CPU has been exceeding threshold on at least one host

Description

Alert will be true if CPU has exceeded threshold for at least 15 minutes on at least one host.

Alert Details

Alert ID: bc26a7d4-b4c9-419a-9b39-805231f7621d

Tags: Each tag should follow "key:value" format.

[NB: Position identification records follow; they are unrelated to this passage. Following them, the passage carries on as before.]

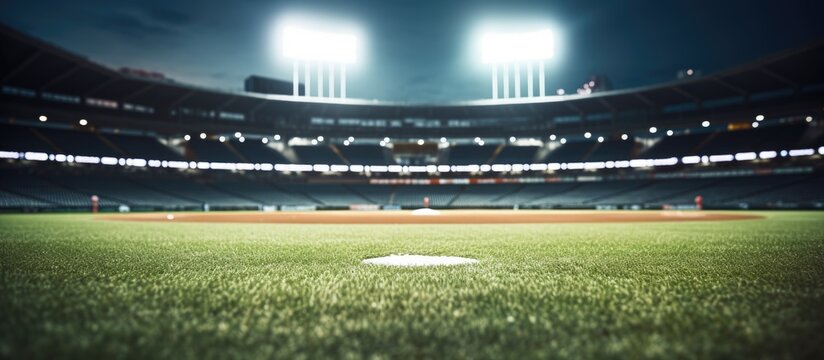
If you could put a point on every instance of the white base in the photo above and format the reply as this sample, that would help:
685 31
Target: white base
419 260
425 212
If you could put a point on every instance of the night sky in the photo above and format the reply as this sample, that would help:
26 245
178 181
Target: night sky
418 50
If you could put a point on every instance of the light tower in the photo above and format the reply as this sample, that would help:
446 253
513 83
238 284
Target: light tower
333 50
502 50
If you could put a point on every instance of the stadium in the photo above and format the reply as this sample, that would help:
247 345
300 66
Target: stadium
153 218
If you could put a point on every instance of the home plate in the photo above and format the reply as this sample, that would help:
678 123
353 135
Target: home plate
419 260
425 212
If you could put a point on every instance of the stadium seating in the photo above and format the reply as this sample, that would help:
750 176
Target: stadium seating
516 155
20 138
612 150
675 146
200 193
257 152
212 150
326 194
482 195
79 143
376 194
317 154
263 193
470 154
571 152
144 147
365 154
50 193
411 196
122 191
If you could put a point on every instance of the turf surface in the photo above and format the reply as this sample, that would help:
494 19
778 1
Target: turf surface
71 286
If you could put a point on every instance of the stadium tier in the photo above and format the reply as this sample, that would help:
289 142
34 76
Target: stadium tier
740 138
169 192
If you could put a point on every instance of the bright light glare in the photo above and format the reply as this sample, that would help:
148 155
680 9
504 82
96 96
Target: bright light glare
310 45
506 48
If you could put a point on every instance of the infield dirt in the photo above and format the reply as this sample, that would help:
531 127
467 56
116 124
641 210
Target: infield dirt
446 217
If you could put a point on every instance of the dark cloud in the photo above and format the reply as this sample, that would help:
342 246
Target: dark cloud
134 26
169 16
417 49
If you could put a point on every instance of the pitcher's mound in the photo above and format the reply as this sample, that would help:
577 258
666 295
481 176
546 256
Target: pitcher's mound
425 212
419 260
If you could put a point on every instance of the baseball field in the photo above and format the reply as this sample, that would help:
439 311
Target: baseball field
647 285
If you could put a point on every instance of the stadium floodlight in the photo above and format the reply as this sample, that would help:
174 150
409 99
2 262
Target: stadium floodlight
516 49
324 48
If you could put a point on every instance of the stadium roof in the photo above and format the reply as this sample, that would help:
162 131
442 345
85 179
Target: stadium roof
795 76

  • FeatureDomain:Host Infrastructure
  • PageType:Dashboard
  • PageID:ee8a7dab-7422-499e-94e0-7b5449468a94
  • CreatedBy:Relativity
  • ResolutionText:
  • Resolution

Metric Details

Metric Name: system.cpu.utilization

Metric Attributes:

Attribute Name Description Value
labels.cpu Logical CPU number starting at 0.
labels.state Breakdown of CPU usage by type.

Rule details

Alert Condition Description: Alert triggers on CPU has exceeded 90% for at least 15 minutes on at least one host.

Name Value Description
Rule Type Metric threshold
Group Average Average of CPU utilization per host
Threshold > 0.9 Average > 0.9, alert triggers
Time Window 15 min Verified data for last 15 minutes
Frequency 1 min Checks for each 1 minute
Group alerts by host.name Group by host

Requires User Intervention

  • No
    • Min time before the alert is active: 15 minutes
    • Min time before the alert is inactive: 2 - 5 minutes

Kibana dashboard link

Host Heartbeat alert should not be in active state.